France’s data protection authority, CNIL, fined American Express Carte France €1.5 million for placing advertising cookies on user devices without prior consent. Inspectors found that the company’s website installed tracking cookies as soon as visitors accessed the homepage. The cookies were active before a consent banner appeared and continued to operate even when users selected refusal options. CNIL said some cookies also remained active after consent was withdrawn.
American Express Carte France offers card and financial services through its online platform. CNIL stated that the company failed to meet its legal obligations under French data protection law, which requires that advertising and tracking cookies be installed only after users have given explicit consent. These rules apply to cookies used for behavioural analysis, targeted advertising or other non-essential functions.
The authority carried out inspections in January 2023. According to its decision, the company did not correctly manage consent collection, did not prevent non-essential cookies from loading automatically and did not stop processing when users opted out. CNIL emphasised that these requirements have been in place for several years and that organisations are expected to implement effective consent mechanisms.
Under EU and French privacy regulations, consent must be given freely and in advance.
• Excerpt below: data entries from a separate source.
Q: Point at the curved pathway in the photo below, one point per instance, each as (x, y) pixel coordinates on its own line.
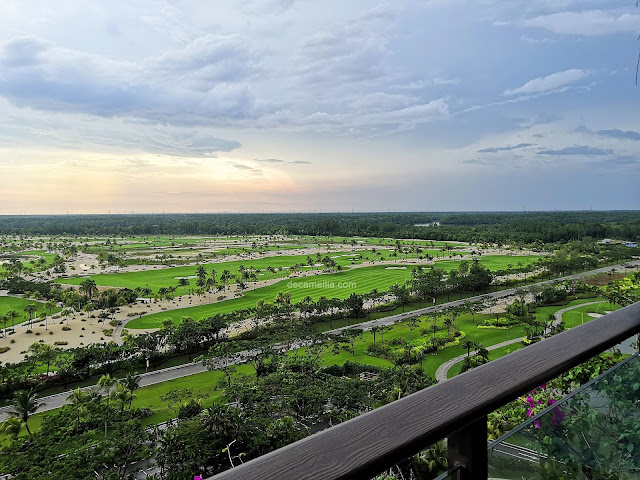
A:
(443, 370)
(52, 402)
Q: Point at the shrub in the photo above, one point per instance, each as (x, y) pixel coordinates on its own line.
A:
(190, 410)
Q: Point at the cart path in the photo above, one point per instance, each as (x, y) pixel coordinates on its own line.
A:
(443, 370)
(52, 402)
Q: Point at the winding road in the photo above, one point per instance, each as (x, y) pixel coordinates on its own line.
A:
(443, 370)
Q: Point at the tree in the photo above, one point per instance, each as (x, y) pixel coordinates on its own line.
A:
(468, 345)
(183, 282)
(401, 292)
(105, 384)
(412, 324)
(131, 383)
(12, 315)
(122, 395)
(384, 329)
(448, 323)
(45, 353)
(88, 286)
(374, 330)
(11, 426)
(24, 404)
(79, 400)
(31, 308)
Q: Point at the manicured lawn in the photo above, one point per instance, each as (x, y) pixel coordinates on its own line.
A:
(166, 277)
(581, 315)
(18, 304)
(331, 285)
(493, 354)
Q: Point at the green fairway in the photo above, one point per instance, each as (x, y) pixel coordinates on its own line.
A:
(330, 285)
(166, 277)
(205, 385)
(493, 355)
(581, 315)
(18, 304)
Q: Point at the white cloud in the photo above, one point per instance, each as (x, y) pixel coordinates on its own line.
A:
(204, 82)
(549, 83)
(586, 23)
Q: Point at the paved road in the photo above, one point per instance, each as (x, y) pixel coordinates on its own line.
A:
(52, 402)
(443, 370)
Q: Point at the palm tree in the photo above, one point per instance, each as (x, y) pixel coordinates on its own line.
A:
(122, 395)
(11, 426)
(374, 331)
(78, 400)
(50, 305)
(31, 308)
(183, 282)
(448, 323)
(468, 345)
(12, 314)
(132, 383)
(105, 384)
(88, 286)
(24, 404)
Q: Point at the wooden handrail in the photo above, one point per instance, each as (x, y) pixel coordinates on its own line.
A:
(367, 445)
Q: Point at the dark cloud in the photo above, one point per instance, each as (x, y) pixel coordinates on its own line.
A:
(624, 160)
(613, 133)
(277, 160)
(504, 149)
(579, 150)
(204, 82)
(242, 167)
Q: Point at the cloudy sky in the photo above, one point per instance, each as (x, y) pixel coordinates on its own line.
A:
(306, 105)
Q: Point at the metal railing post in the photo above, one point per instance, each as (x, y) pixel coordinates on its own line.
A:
(467, 451)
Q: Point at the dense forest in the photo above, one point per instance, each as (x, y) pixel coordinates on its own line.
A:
(495, 227)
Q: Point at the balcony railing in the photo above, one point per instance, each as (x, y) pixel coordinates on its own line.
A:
(455, 409)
Users must also be able to withdraw consent easily. CNIL said American Express Carte France did not meet these standards. The authority noted that violations related to cookies are a recurring focus of enforcement because tracking technologies can reveal browsing patterns and personal preferences.
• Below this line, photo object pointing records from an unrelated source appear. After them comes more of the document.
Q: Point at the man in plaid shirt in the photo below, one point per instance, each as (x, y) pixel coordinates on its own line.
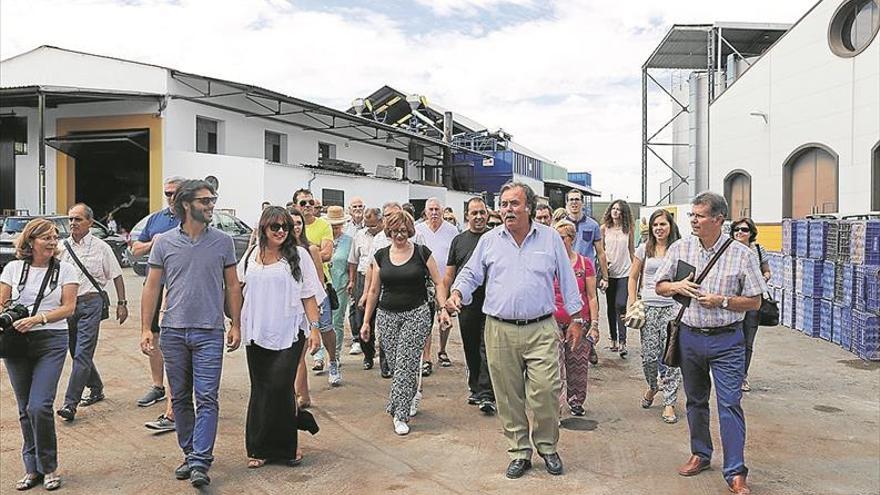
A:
(711, 335)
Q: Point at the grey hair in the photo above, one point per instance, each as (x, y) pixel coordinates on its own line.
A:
(717, 203)
(90, 214)
(531, 198)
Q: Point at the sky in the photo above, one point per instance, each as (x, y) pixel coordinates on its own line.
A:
(563, 77)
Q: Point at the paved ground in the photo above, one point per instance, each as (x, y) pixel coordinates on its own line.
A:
(813, 428)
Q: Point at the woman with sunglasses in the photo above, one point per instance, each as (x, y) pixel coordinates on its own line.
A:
(301, 384)
(745, 231)
(280, 286)
(36, 272)
(399, 274)
(659, 311)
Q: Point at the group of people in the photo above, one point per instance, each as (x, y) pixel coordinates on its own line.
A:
(524, 295)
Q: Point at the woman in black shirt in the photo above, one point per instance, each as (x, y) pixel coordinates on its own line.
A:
(403, 315)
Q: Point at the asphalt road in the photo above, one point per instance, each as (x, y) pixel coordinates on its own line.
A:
(813, 428)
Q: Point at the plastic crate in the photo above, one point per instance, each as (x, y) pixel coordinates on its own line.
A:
(866, 335)
(801, 238)
(826, 318)
(809, 274)
(829, 269)
(818, 238)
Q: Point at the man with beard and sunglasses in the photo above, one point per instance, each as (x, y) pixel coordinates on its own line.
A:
(158, 223)
(199, 268)
(320, 233)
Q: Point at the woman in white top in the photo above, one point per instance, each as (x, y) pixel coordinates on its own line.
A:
(659, 311)
(280, 287)
(35, 373)
(617, 234)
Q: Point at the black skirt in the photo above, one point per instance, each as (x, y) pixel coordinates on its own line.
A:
(271, 431)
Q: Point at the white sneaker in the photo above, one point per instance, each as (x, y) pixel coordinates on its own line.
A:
(414, 407)
(400, 427)
(334, 377)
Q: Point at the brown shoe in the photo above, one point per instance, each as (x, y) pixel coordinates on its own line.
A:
(738, 485)
(695, 465)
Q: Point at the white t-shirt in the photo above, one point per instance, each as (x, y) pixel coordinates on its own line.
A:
(273, 313)
(67, 275)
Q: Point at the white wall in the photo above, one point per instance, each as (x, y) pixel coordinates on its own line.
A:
(810, 96)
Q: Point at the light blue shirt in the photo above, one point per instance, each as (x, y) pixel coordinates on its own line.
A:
(519, 279)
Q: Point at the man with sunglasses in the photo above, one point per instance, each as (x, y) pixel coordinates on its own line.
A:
(198, 264)
(158, 223)
(320, 233)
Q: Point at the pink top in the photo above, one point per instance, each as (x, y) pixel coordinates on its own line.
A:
(583, 268)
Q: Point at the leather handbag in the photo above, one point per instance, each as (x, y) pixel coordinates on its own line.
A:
(105, 298)
(768, 314)
(14, 344)
(672, 352)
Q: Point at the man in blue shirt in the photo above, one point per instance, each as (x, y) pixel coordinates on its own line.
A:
(159, 222)
(517, 264)
(198, 265)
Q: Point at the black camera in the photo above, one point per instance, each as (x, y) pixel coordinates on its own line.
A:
(11, 315)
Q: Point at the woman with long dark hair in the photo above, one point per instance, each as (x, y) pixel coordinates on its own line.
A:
(745, 231)
(617, 235)
(280, 285)
(659, 310)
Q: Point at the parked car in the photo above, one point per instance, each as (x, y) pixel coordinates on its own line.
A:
(224, 221)
(13, 225)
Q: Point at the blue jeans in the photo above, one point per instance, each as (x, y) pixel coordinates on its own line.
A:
(193, 362)
(724, 354)
(35, 381)
(83, 327)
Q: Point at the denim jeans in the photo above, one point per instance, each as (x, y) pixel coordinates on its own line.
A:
(83, 327)
(35, 381)
(193, 362)
(724, 355)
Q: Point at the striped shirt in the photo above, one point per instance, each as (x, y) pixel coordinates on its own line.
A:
(736, 273)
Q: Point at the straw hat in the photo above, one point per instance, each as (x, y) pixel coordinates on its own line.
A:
(336, 215)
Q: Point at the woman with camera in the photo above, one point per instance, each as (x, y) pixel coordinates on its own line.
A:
(47, 288)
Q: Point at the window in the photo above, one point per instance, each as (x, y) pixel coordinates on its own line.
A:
(854, 25)
(332, 197)
(326, 151)
(809, 182)
(275, 147)
(207, 135)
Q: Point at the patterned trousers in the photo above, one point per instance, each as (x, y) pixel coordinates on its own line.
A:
(402, 335)
(653, 343)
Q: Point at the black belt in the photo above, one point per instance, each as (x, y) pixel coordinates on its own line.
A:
(715, 330)
(522, 323)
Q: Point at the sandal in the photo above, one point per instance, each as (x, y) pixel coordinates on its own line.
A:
(29, 481)
(51, 482)
(443, 359)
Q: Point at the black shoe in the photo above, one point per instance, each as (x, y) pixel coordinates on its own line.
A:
(183, 471)
(199, 478)
(93, 398)
(553, 463)
(67, 412)
(517, 468)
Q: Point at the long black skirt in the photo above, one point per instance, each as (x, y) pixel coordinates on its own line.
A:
(271, 431)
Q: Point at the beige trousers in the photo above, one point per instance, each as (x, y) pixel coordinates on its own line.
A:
(524, 366)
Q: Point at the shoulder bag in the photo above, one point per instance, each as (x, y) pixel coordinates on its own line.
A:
(105, 299)
(672, 354)
(14, 344)
(768, 314)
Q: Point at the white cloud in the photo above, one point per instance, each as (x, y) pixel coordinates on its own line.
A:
(586, 57)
American Express said it has made changes to meet compliance requirements. The authority confirmed that some corrective measures had already been implemented by the time the decision was issued.
The case adds to a series of enforcement actions across Europe targeting companies that fail to follow cookie rules. CNIL has issued several fines to firms in sectors including retail, media and technology. Analysts said the fine demonstrates that compliance obligations apply equally to financial institutions and non-financial companies.
Users who visited the affected website may wish to review their browser settings and remove unwanted cookies. Privacy specialists recommend that users check consent banners carefully and refuse non-essential tracking if they prefer limited data exposure.